# Look at this pic of Bunny...lol!



## TinyGiant (Jan 20, 2010)

She is 7 weeks old! 4 long weeks until she comes home, I can't wait. She is so so tiny! I have her bedroom all ready here, her bed is the bassinet part of a pack and play.


----------



## jesuschick (Dec 5, 2010)

SO cute! her coloring and face have really changed. How fun to get updated pics!


----------



## Audreybabypup (Sep 14, 2010)

Soooo cute! So tiny


----------



## nabi (Nov 25, 2004)

OMG...look at how tiny and cute she is....you must be over the moon thinking about her coming home soon....


----------



## TinyGiant (Jan 20, 2010)

I am sooo excited! She is a happy little spit fire. I think the little ones usually are lol.


----------



## TLI (Sep 3, 2008)

Awwwww, what a sweetie!!! Bet you can't wait!!!


----------



## efinishya (Nov 2, 2010)

She is sooo cute and sooo tiny. Love her coloring too.


----------



## Clementine (Jun 28, 2011)

Sooo cute! She does look like she's going to be super naughty


----------



## Jerry'sMom (May 5, 2009)

waiting is the hardest part! she is a little doll :love7:


----------



## Brodysmom (Jan 8, 2009)

My goodness, she is SOOOOOOOOOO small!! Very cute baby.


----------



## OurCheekyChihuahuas (Nov 18, 2009)

Aww her markings have came through so pretty!


----------



## tulula's mum (Jan 4, 2010)

how exciting, tiny baby


----------



## TinyGiant (Jan 20, 2010)

I love her coloring too. She couldn't even get any puppy shots yet because she is too tiny. When she starts her shots they are just going to give her a half a dose at a time.


----------



## wild.irish.rose (Jul 7, 2011)

:hello1:finally-bunny pics.she is sooo cute n small.any kit pix?


----------



## Urcousin (Jul 21, 2011)

awwwhuh!! what a cutesy!!! so Gorge!!!


----------



## foggy (Oct 12, 2009)

Aww she is so precious! You must be so excited!


----------



## Kristin (Nov 12, 2004)

OMG!! She is soooo little!


----------



## Pookypeds (Jun 20, 2006)

:love1:She is so cute!:binky:


----------



## glyndwr (Dec 4, 2010)

Little beauty


----------



## bayoumah (Nov 30, 2010)

hi shes adorable your very luckey to be her mommie


----------



## Rose of Love (Dec 1, 2010)

aww she is so cute. i just adore her colouring!!


----------



## DeadRose (Aug 3, 2011)

I understand when you say 4 LONG weeks. I feel like I have waited for many MONTHS, for my little girl to get here. Well, I have been waiting since the furmom was pregnant ^_^... As of today, I still have TWO MORE WEEKS TO GO!!! 
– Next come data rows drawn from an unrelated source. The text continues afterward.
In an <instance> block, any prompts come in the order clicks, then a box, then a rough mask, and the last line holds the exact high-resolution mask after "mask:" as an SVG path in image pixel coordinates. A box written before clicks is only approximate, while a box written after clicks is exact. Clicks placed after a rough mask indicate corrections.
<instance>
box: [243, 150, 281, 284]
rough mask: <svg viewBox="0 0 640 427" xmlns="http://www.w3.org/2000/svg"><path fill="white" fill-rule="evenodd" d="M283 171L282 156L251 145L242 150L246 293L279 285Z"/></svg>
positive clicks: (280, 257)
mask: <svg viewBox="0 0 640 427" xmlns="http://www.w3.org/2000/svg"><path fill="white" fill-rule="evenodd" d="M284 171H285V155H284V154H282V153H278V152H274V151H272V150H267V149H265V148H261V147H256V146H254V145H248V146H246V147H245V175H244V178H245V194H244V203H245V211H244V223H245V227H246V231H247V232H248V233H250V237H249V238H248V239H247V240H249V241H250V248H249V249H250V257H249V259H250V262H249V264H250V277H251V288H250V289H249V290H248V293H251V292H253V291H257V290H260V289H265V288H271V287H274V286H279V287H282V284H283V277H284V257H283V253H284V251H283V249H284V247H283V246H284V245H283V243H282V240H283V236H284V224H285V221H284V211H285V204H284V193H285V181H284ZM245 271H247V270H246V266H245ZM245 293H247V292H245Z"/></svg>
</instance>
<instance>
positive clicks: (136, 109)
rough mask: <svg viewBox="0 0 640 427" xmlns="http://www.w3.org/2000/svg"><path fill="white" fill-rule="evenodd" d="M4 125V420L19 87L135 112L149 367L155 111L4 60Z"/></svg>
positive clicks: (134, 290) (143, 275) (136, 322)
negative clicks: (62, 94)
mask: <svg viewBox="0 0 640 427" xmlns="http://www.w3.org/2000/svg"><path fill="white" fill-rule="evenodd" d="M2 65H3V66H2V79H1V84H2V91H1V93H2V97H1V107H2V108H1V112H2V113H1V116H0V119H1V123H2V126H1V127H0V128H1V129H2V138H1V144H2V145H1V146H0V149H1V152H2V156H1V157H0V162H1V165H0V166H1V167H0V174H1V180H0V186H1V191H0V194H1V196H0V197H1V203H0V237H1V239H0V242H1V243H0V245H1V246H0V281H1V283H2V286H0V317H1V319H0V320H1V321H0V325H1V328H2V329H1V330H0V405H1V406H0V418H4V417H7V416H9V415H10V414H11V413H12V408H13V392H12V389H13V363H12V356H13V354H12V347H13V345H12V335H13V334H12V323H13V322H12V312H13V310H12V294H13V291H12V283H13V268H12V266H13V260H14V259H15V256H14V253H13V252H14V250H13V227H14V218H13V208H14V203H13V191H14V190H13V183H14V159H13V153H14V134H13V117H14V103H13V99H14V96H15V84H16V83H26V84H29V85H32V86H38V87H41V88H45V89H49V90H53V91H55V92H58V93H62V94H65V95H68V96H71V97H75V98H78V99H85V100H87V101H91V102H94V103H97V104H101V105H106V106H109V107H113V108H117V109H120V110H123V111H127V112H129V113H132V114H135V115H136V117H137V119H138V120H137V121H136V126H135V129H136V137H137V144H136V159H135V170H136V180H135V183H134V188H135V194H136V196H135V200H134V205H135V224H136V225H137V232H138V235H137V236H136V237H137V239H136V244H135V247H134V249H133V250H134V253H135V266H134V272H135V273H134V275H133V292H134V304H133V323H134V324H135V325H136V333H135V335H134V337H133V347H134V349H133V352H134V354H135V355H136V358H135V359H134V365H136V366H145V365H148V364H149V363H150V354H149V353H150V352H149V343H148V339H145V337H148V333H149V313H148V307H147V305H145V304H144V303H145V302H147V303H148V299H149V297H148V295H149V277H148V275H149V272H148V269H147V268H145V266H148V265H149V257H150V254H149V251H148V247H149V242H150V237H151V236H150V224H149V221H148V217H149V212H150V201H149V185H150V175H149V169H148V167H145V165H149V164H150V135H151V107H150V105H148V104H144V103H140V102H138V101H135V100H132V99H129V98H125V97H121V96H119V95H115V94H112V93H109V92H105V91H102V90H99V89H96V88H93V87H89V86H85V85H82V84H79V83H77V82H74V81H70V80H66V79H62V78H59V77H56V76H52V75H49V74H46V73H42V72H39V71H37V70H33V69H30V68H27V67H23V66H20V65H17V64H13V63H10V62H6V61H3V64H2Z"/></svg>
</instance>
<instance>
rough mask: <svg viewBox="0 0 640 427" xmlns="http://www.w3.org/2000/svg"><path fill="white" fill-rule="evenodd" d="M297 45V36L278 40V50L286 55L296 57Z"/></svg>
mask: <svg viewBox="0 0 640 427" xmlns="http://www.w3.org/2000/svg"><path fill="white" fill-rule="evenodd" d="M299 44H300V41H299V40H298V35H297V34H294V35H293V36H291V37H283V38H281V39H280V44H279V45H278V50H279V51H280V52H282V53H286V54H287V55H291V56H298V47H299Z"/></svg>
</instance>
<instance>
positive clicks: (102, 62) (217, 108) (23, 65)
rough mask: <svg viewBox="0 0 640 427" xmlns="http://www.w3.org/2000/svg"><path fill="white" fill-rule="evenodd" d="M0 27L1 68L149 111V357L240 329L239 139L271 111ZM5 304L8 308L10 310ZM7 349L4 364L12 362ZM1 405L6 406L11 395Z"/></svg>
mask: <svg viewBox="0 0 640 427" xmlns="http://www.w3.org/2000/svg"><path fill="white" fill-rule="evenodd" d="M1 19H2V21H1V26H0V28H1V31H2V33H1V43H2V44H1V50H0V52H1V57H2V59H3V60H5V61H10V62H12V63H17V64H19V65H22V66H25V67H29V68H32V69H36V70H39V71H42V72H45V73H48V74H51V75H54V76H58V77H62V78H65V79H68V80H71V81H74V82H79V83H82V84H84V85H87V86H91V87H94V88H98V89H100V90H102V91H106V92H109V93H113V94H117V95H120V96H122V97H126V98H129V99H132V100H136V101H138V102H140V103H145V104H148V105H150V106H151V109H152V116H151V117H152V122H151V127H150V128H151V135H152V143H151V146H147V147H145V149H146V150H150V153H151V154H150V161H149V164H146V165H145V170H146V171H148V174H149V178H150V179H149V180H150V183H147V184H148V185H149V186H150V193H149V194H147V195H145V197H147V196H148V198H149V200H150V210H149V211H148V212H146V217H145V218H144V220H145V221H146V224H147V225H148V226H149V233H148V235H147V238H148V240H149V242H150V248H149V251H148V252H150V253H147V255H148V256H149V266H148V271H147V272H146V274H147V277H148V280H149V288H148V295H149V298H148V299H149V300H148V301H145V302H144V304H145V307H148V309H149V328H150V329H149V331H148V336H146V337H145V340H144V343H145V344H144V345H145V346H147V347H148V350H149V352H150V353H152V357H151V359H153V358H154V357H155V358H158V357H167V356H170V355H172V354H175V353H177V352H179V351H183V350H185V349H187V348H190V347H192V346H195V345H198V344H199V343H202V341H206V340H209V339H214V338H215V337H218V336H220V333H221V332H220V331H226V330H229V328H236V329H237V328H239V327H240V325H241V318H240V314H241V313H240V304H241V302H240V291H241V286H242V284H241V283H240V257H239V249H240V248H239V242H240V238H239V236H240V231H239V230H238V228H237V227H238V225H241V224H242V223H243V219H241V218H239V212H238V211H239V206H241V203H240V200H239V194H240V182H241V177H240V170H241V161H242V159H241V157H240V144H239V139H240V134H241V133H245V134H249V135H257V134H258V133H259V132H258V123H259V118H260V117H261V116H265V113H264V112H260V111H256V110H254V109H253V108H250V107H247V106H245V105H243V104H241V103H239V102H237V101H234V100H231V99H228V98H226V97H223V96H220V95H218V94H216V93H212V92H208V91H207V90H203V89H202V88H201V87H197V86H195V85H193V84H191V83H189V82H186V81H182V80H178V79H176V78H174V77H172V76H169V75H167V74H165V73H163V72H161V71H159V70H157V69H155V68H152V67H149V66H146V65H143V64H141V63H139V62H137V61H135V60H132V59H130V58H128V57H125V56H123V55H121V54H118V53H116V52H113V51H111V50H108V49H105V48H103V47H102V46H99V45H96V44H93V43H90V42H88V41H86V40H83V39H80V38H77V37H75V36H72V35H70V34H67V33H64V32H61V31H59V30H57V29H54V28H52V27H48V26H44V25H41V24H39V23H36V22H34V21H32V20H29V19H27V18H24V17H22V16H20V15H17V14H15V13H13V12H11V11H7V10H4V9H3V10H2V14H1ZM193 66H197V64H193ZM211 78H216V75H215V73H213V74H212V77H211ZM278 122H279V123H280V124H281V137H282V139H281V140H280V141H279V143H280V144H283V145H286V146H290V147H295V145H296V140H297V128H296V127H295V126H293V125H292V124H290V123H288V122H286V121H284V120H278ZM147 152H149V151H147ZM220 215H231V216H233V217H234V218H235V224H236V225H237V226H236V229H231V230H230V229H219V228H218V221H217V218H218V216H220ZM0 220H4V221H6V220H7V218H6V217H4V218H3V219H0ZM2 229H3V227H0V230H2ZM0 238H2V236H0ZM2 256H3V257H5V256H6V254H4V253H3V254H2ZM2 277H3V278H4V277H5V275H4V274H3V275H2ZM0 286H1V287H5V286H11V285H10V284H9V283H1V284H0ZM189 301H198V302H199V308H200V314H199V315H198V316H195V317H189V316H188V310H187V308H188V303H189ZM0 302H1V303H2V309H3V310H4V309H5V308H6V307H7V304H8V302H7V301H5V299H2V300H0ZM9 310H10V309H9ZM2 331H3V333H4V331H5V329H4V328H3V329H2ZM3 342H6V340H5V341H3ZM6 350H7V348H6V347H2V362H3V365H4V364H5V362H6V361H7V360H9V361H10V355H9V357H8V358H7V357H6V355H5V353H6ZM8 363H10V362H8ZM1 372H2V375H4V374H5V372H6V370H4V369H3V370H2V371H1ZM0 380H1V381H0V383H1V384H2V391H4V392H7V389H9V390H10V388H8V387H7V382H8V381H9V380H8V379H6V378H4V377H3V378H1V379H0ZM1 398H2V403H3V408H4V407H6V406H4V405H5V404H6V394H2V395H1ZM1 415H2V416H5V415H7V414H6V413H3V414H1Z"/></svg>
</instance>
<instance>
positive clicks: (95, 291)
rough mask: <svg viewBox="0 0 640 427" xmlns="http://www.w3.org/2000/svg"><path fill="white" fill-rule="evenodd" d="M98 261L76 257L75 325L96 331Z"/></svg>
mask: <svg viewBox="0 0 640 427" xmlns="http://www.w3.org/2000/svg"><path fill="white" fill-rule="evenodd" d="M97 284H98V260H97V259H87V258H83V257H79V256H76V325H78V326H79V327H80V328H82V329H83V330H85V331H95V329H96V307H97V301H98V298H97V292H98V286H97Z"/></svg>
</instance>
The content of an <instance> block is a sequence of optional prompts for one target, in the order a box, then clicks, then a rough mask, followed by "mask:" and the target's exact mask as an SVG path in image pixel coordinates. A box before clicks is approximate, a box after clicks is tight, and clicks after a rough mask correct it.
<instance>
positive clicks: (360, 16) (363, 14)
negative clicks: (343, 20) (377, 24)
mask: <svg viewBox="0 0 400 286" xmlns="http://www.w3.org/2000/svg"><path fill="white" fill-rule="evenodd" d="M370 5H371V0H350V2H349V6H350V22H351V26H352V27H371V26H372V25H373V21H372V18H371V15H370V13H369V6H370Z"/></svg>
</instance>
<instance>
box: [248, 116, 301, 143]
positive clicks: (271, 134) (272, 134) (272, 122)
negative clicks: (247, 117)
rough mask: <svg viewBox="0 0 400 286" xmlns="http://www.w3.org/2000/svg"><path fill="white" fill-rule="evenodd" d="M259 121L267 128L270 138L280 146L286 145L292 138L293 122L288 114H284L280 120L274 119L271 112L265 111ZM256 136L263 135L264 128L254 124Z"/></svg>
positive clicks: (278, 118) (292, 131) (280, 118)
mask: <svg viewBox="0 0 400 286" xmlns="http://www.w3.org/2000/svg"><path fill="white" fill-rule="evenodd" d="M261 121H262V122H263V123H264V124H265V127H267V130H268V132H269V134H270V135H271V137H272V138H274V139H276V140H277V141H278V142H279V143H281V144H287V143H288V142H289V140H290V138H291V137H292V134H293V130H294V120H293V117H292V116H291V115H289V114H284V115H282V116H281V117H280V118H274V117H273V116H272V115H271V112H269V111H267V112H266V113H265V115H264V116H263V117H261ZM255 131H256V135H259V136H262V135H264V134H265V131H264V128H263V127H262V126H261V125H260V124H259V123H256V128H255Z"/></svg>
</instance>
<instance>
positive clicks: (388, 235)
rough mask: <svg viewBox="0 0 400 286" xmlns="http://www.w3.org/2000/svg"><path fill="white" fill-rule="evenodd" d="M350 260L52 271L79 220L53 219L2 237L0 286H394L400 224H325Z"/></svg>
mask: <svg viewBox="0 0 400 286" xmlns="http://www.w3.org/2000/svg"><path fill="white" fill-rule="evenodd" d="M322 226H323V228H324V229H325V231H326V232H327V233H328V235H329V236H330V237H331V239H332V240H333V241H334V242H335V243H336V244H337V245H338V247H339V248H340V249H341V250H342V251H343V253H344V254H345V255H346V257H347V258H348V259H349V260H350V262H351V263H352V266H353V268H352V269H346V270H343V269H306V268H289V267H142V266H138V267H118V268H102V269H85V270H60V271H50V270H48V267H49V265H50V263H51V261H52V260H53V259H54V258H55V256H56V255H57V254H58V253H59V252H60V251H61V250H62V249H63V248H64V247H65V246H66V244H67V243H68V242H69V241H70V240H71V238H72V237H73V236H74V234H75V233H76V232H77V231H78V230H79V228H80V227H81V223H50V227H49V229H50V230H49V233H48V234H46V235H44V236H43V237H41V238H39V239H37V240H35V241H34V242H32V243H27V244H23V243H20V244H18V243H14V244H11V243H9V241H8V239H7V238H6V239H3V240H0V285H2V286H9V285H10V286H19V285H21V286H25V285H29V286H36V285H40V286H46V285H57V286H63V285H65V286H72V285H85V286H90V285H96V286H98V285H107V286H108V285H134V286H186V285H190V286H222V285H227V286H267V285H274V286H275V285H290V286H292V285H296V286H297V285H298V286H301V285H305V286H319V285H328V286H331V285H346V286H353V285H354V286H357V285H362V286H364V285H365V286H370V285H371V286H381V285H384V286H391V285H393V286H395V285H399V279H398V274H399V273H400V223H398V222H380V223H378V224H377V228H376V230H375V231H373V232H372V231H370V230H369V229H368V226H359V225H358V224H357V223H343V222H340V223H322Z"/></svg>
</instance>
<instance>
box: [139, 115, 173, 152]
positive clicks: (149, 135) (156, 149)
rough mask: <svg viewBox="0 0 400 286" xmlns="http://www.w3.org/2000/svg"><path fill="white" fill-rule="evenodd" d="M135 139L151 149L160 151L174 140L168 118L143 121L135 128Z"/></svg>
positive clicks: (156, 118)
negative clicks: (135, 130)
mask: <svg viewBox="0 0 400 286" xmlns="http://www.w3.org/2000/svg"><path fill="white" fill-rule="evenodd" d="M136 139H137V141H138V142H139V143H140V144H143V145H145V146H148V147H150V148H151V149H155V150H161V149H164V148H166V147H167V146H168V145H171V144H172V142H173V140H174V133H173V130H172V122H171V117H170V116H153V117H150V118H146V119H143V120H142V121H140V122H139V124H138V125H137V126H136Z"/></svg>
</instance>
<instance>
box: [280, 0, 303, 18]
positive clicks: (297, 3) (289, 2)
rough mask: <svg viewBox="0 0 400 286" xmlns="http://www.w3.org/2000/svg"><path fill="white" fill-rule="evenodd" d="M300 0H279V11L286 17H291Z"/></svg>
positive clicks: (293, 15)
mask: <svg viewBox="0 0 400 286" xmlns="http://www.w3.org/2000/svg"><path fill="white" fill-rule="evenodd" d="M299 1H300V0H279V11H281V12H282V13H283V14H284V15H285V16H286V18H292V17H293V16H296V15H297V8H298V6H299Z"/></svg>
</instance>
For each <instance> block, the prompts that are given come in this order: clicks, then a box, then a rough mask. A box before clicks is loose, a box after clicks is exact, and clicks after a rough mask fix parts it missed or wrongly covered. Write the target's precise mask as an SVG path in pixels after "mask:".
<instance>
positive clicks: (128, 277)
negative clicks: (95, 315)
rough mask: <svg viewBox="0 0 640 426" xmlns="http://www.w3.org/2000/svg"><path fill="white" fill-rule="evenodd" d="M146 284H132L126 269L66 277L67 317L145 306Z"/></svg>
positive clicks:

Yesterday, I bought her food  and that is the last thing I needed. I have already bought her bed, crate, playpen, tons of clothes, toys, blanket, towel, bowls, harness, collar... And I have made several bows for her collar. I am so excited, I can't even describe it!!! I've never met her in person, because she is coming from out of the country!

Your little one looks soooo unique and adorable!!! looks like she is getting lighter...

I wish I could say "don't worry, these 4 weeks will go by super fast" But I feel like its been forever!!!!!!!! Good luck!!!


----------



## cherper (May 8, 2009)

What a little sugar dumplin'!!!  So exciting!!


----------



## Daisy Mae (Jan 8, 2011)

How pretty! and how neat to put her in a bassinet in the pack and play!!! Baby things come in so handy with little chi puppies! I use a baby play pen for my puppies too.


----------



## QUIGLEY'S MOM (Jan 12, 2010)

Awe, she is such a cutie. I know you can't wait to bring her home to snuggle, cuddle and just love on her. Wonderful addition to your family!


----------



## LuvMyTito (Sep 8, 2011)

Oh my goodness she is so so tiny! What a cutie!!


----------